Pernahkah Anda mendapatkan tawaran investasi dari rekan atau kerabat? Dengan hanya sekian ratus ribu atau sekian juta rupiah, modal itu akan balik dan bertambah berkali-kali lipat dalam beberapa bulan saja? Akan tetapi Anda juga harus memenuhi syarat dengan mengajak orang lain untuk berinvestasi?
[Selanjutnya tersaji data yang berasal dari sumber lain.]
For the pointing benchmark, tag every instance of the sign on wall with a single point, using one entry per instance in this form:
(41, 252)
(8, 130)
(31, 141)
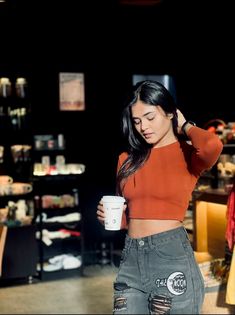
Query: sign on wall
(71, 91)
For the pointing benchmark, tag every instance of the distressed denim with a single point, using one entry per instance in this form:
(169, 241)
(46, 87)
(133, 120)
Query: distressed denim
(158, 274)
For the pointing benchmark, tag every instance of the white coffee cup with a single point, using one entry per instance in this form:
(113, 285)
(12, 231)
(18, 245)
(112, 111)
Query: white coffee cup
(113, 210)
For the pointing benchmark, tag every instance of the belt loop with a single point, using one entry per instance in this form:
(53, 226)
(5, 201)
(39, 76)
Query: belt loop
(129, 241)
(150, 241)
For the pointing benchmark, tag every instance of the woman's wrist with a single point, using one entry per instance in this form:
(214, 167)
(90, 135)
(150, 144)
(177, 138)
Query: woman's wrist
(186, 126)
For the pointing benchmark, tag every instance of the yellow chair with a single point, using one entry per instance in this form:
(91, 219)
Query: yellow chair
(209, 230)
(3, 234)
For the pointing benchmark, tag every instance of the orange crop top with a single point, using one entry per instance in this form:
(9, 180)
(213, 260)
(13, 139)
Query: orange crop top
(162, 187)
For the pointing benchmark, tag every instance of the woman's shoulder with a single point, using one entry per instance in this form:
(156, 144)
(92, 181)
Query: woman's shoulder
(122, 156)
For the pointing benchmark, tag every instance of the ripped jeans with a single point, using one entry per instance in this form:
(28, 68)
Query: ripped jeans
(158, 274)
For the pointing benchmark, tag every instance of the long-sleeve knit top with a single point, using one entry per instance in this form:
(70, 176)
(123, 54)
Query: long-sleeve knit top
(162, 188)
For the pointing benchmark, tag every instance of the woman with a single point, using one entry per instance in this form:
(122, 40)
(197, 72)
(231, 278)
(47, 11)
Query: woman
(158, 273)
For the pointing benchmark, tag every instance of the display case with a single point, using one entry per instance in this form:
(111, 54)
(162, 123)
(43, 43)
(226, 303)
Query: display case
(58, 214)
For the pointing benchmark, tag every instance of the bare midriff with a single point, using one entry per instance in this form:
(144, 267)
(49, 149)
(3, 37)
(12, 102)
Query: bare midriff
(141, 227)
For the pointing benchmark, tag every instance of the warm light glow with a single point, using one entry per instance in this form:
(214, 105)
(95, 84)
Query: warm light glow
(140, 2)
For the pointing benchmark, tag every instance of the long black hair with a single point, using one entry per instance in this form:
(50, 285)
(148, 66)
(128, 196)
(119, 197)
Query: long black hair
(151, 93)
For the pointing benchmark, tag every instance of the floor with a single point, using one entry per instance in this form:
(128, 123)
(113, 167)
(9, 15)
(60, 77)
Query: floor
(91, 294)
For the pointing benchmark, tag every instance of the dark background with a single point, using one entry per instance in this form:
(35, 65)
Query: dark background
(109, 42)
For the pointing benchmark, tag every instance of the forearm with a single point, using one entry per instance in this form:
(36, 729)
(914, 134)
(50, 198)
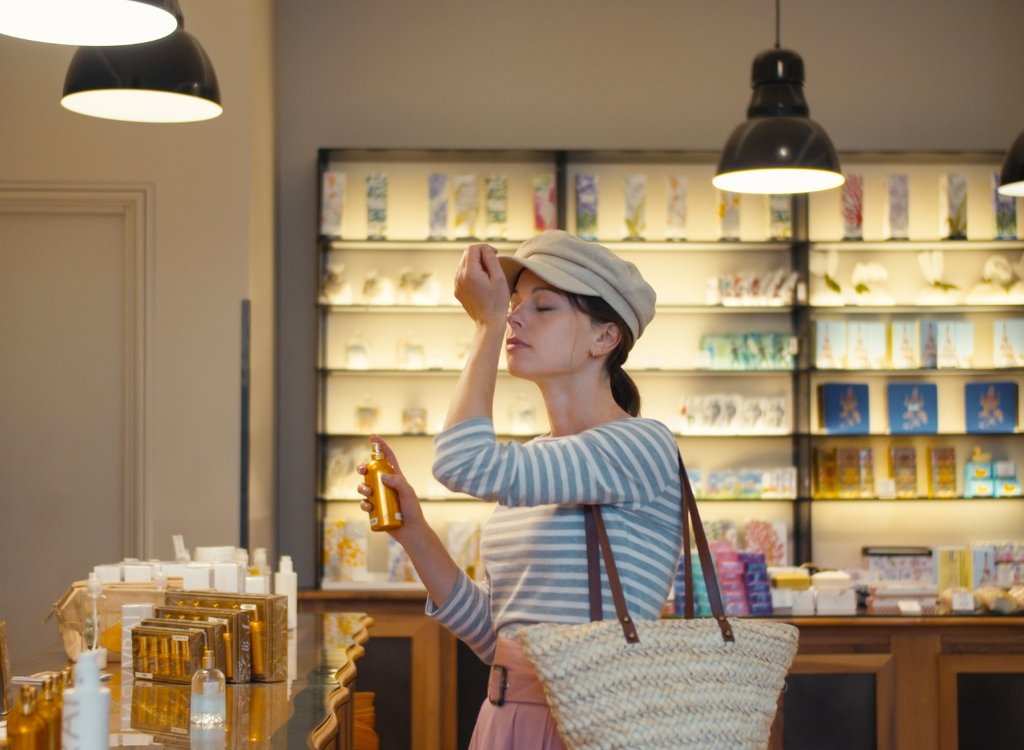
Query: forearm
(474, 391)
(432, 561)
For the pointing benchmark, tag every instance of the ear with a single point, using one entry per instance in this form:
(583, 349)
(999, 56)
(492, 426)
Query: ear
(606, 339)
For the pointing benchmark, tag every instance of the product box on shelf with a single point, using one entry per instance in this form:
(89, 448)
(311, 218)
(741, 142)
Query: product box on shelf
(825, 476)
(942, 471)
(268, 626)
(903, 470)
(167, 654)
(844, 408)
(829, 344)
(213, 631)
(904, 344)
(990, 407)
(913, 408)
(866, 345)
(237, 637)
(955, 343)
(1008, 342)
(855, 471)
(900, 564)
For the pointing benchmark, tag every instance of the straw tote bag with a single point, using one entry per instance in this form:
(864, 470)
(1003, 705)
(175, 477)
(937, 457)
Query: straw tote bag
(711, 683)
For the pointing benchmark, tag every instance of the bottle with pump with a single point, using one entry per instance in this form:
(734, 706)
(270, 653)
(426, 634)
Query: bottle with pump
(49, 709)
(386, 512)
(209, 703)
(286, 581)
(26, 728)
(95, 608)
(86, 708)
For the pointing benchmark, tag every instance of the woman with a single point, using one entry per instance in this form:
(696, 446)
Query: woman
(567, 313)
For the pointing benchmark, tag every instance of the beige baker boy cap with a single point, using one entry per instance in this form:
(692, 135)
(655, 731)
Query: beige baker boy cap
(585, 267)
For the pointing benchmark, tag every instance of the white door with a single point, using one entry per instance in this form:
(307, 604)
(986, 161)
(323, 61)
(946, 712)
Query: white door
(71, 362)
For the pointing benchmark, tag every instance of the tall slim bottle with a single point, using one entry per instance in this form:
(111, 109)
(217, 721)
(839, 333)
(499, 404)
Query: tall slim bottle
(209, 702)
(49, 709)
(86, 708)
(386, 512)
(26, 728)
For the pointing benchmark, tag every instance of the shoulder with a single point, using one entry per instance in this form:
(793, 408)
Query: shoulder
(649, 435)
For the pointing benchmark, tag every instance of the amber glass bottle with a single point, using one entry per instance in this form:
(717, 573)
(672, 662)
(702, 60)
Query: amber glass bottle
(26, 728)
(386, 512)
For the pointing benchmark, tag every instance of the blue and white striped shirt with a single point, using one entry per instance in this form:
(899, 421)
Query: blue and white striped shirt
(534, 546)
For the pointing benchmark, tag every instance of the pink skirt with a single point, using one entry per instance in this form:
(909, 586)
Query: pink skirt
(523, 721)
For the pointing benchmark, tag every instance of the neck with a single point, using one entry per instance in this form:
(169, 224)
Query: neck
(572, 408)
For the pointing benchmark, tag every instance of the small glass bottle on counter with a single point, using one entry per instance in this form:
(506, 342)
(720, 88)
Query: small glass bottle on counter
(209, 704)
(26, 728)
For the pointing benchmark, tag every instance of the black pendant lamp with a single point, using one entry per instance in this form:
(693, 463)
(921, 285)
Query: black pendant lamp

Sebelum memilih jenis investasi ini, sebaiknya Anda pikir-pikir lagi. Apakah itu yang disebut investasi? Atau jangan-jangan hanya mengatasnamakan investasi saja karena dalam berinvestasi ada hal yang harus diketahui dulu.

Yang pertama, investasi itu berbeda dengan modal usaha. Kalaupun kita memberikan modal usaha untuk orang lain dapat dikatakan investasi, namun kita tidak bekerja untuknya. Artinya, investasi lebih menitikberatkan pada pasif income dimana kita tidak perlu bekerja untuk mendapatkan keuntungan.

Selain itu, ada investasi jangka pendek dan juga investasi jangka panjang. Anda mungkin memilih investasi untuk jangka panjang, seperti dana pensiun atau pendidikan anak saat kuliah nanti. Tapi enggak jarang investor memakai jangka pendek. Kalau udah mengetahui tujuan investasinya dalam jangka waktu akan lebih gampang  memilih investasi yang dipilih.

Dalam hukum investasi, jika kita menginginkan keuntungan besar, maka kita juga harus siap dengan resiko yang besar pula. Begitupun sebaliknya.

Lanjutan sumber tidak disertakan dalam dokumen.